日本人と外国人との夫婦が、外国で子どもを出産した場合
 子どもが生まれた日から3ヶ月以内に出生届を日本大使館又は総領事館、出張駐在官事務所に行き、提出します。あるいは、郵送で夫婦の本籍地のある市役所、区役所、町村役場に届け出ることもできます。
 生まれた子どもの日本国籍を失わないために、出生届と同時に「国籍留保」の届出が必要です。生まれた子どもが外国人である親の国籍を取得したり、その国で生まれたすべての人に国籍を与える国で生まれた場合は、その子は二つ以上の国籍をもつ重国籍者になります。その場合、「国籍留保」の届出をしてないと、生まれた日にさかのぼって日本国籍を失うことになります。重国籍者は22歳までにいずれかの国籍を選択しなければなりません。

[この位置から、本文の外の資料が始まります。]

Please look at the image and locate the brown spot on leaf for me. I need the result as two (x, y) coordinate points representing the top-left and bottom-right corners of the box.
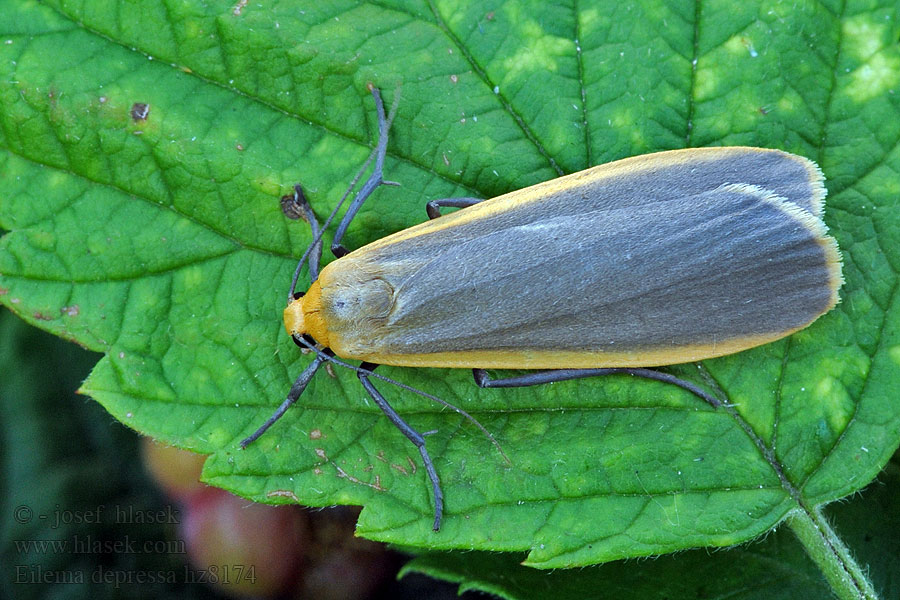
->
(60, 305), (79, 317)
(130, 102), (150, 121)
(33, 311), (52, 321)
(280, 190), (306, 220)
(315, 447), (385, 491)
(266, 490), (300, 502)
(309, 429), (323, 440)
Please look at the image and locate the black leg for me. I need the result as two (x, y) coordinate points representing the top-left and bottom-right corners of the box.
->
(472, 367), (721, 408)
(330, 87), (399, 258)
(357, 362), (444, 531)
(240, 356), (326, 448)
(426, 197), (484, 220)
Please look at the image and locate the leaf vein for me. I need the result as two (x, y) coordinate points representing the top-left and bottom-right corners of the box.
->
(424, 0), (564, 176)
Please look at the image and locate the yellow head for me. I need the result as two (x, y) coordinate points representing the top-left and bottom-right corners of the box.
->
(282, 279), (329, 347)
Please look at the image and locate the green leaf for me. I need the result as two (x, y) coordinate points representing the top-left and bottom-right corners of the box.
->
(1, 0), (898, 590)
(401, 458), (900, 599)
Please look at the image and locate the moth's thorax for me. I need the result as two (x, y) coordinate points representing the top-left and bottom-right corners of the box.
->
(287, 258), (396, 357)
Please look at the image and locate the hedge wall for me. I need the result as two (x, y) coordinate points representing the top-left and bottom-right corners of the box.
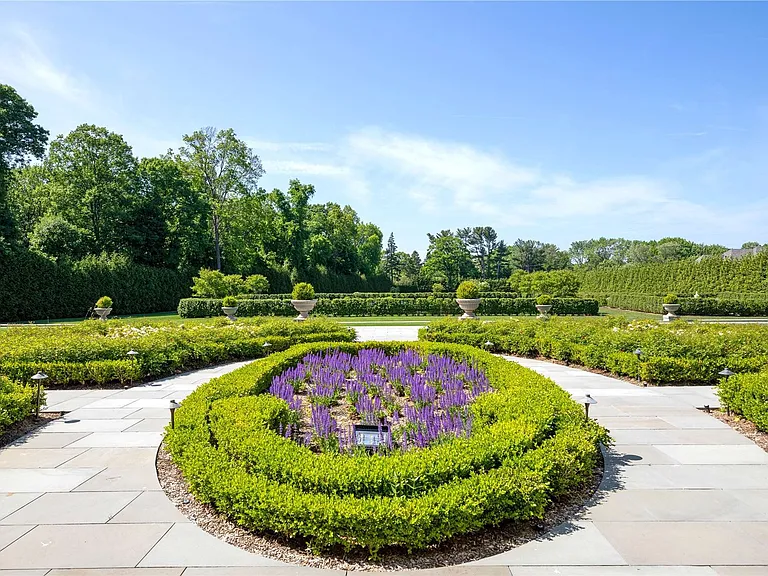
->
(0, 376), (39, 434)
(579, 252), (768, 295)
(178, 297), (600, 318)
(0, 251), (193, 322)
(166, 341), (606, 553)
(597, 293), (768, 316)
(419, 317), (768, 384)
(239, 291), (518, 300)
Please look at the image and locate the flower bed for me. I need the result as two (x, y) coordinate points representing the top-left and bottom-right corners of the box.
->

 (実質的な婚姻状態であっても法的に婚姻が成立していない場合、とくに母親が外国人の場合には日本側の上記の届出がスムーズにいかないことがあります。)

 
Post Natal(出産後の自立、子育てをアドバイス。=有料)
 出産後、経験豊富な助産婦がご自宅を訪問して、赤ちゃんの状況や、お母さんの身体の状況、寝かせている部屋の環境、授乳などをチェックして適切なアドバイスをします。訪問する看護婦は「英語が分からなくても大丈夫」という自信をもっています。それでも言葉の問題を気にする方は、日本人スタッフの同行を申請してください。多くの女性が「よかった」と評価しています。